Computing Sector Operational Level Agreement

CS-DOCDB-4612

General
This document is under the Change Management Control Policy.
Description / Operational Level Agreement between the Virtual Server Hosting Service and Fermilab Support Organizations
Purpose / The objective of the OLA is to present a clear, concise and measurable description of the service provider's internal support relationships.
Applicable to / All processes
Supersedes / N/A
Document Owner / Mike Rosier / Owner Org / Computing Sector
Effective Dates / 10/02/2010 / Revision Date / Annually
Version History /
Version / Date / Author(s) / Approved by
(if needed) / Change Summary /
1.1 / 08/01/2010 / Mike Rosier/Jason Morris / Initial Draft
2.0 / 07/26/2012 / Mike Rosier / Jack Schmidt / Customer Updates
Jack Schmidt / Removed Draft watermark. Published
2.1 / Jack Schmidt / Added disclaimer, removed approvals, added report information

Table of Contents

General 1

Version History 1

Approvals 2

1 INTRODUCTION 5

1.1 EXECUTIVE SUMMARY 5

2 SERVICE OVERVIEW 5

2.1 SERVICE DESCRIPTION 5

2.2 SERVICE OFFERINGS 6

2.3 LIFECYCLE MANAGEMENT CONTEXT 7

3 RESPONSIBILITIES 8

3.1 CUSTOMER RESPONSIBILTIES 8

3.2 USER RESPONSIBILTIES 9

3.3 SERVICE PROVIDER RESPONSIBILTIES 11

4 COMPUTER SECURITY CONSIDERATIONS 11

5 SERVICE SUPPORT PROCEDURE 11

5.1 REQUESTING CD SERVICE SUPPORT 11

5.2 STANDARD ON-HOURS SUPPORT 12

5.3 STANDARD OFF-HOURS SUPPORT 12

5.4 SPECIAL SUPPORT COVERAGE 12

5.5 SERVICE BREACH PROCEDURES 12

6 SERVICE TARGET TIMES AND PRIORITIES 13

6.1 RESPONSE TIME 13

6.2 RESOLUTION TIME 13

6.3 INCIDENT AND REQUEST PRIORITIES 13

6.4 CRITICAL INCIDENT HANDLING 13

7 CUSTOMER REQUESTS FOR SERVICE ENHANCEMENT 13

8 SERVICE CHARGING POLICY 14

9 SERVICE MEASURES AND REPORTING 14

APPENDIX A: SUPPORTED HARDWARE AND SOFTWARE 15

APPENDIX B: OLA REVIEW PROCEDURE 15

APPENDIX C: OPERATIONAL LEVEL AGREEMENT (OLA) CROSS-REFERENCE 15

APPENDIX D: UNDERPINNING CONTRACT (UC) CROSS-REFERENCE 15

APPENDIX E: TERMS AND CONDITIONS BY CUSTOMER 15

APPENDIX F: ESCALATION PATH 16

APPENDIX G: ITIL PROCESSES ACROSS SERVICE BOUNDARIES 16

G.1 INCIDENT MANAGEMENT 16

G.2 PROBLEM MANAGEMENT 16

G.3 CHANGE MANAGEMENT 16

G.4 RELEASE MANAGEMENT 16

G.5 CONFIGURATION MANAGEMENT 16

G.6 CAPACITY MANAGMENT 16

G.7 AVAILABILITY MANAGEMENT 16

G.8 SERVICE LEVEL MANAGEMENT 16

G.9 SUPPLIER MANAGEMENT 16

G.10 SERVICE CONTINUITY MANAGEMENT 16

1 INTRODUCTION

1.1  EXECUTIVE SUMMARY

This Operational Level Agreement (“OLA”) for the Virtual Server Hosting Service with

Fermilab Support Organizations documents:

·  The service levels provided for the Virtual Server Hosting Service

·  The responsibilities of the Virtual Server Hosting Service, Fermilab Support Organizations, and system administrators

·  Specific terms and conditions relative to the standard Service Offering.

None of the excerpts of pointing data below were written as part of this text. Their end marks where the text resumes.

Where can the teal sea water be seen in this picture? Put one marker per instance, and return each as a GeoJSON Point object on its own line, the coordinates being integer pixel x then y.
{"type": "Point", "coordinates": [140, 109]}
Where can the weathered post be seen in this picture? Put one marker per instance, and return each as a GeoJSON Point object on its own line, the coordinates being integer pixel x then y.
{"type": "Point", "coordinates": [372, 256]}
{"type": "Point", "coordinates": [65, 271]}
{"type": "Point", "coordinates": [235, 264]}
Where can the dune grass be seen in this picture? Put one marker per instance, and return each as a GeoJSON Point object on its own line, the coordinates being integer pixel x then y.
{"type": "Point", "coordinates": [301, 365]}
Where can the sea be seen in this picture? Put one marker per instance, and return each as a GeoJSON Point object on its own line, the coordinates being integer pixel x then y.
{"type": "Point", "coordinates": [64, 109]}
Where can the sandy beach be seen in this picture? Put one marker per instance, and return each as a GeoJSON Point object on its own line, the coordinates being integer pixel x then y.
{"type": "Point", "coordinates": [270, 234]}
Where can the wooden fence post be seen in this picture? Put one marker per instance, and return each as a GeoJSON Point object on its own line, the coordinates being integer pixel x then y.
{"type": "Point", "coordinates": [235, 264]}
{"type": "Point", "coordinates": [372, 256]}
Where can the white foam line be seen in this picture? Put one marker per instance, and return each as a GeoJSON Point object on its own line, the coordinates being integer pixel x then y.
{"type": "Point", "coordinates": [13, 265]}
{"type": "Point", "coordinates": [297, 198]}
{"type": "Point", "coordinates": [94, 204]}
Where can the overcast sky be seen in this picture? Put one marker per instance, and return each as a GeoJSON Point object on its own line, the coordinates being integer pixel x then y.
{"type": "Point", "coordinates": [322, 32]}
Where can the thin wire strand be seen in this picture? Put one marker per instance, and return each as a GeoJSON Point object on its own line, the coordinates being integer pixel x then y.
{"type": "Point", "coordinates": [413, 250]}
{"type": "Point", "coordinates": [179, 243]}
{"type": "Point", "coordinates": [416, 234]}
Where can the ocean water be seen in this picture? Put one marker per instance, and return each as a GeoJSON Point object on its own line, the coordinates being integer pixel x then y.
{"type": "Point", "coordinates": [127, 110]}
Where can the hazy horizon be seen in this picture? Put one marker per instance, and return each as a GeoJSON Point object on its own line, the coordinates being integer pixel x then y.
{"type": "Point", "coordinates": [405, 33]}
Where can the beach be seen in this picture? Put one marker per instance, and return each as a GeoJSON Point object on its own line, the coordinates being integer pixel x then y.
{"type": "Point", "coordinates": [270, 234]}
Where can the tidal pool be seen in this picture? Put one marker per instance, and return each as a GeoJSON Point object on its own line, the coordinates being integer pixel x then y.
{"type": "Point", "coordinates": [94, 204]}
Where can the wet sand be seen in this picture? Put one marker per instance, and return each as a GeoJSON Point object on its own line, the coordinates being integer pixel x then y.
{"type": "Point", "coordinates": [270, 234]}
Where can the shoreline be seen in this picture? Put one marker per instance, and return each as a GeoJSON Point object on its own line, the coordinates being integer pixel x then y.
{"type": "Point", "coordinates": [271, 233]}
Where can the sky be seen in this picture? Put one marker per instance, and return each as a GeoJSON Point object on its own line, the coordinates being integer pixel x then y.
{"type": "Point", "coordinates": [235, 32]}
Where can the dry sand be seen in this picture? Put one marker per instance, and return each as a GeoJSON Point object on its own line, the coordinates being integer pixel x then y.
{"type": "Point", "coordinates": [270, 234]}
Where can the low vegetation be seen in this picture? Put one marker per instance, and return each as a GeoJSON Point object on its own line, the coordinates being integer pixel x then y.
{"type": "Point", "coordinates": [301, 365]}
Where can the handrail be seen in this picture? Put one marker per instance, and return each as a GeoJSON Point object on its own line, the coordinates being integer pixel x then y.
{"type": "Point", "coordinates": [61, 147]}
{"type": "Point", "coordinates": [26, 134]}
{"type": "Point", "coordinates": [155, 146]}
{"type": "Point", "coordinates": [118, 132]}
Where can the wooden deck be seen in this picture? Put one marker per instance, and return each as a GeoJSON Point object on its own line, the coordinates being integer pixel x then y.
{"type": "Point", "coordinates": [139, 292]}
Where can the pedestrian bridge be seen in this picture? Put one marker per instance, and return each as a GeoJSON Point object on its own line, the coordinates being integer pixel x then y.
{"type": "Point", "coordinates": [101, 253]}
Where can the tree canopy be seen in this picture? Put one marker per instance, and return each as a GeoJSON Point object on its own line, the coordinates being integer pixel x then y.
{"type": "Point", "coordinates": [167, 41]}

The service levels defined in this agreement are in effect during normal operations, in the case of a continuity situation they may change.

NOTE: For the purposes of this document, Customer refers to the organization which requests and receives the service; User refers to those individuals within the customer organization who access the service on a regular basis.

2  SERVICE OVERVIEW

The Virtual Server Hosting Service provides hosting for virtual machines running Windows, Linux, or Solaris x86. The service is intended for customers wishing to provision new virtual machines, import virtual machines from other environments, and convert physical systems into virtual machines. As with most resources, there is a cost associated

The service provider manages the virtual infrastructure, leaving the administration of the virtual machines running in the environment to system administrators. Currently, virtual machines are only provided to groups where two or more system administrators can be responsible for the management of a machine.

The service requires virtual machine system administrators be connected to the site-network either by coming from a machine onsite or through the site VPN service.

2.1  SERVICE DESCRIPTION

The Virtual Server Hosting Service provides a centrally managed Infrastructure for hosting Virtual Machines hosting a variety of applications and services. Virtual machines are not provisioned to individuals that are not part of a recognized Fermilab Support Organization. In order to manage virtual machines, support organizations need systems that run Microsoft Windows, SLF/Redhat Linux, or MAC operating systems. Note: MAC users cannot launch a virtual machine console directly from the client, at least not with the current version.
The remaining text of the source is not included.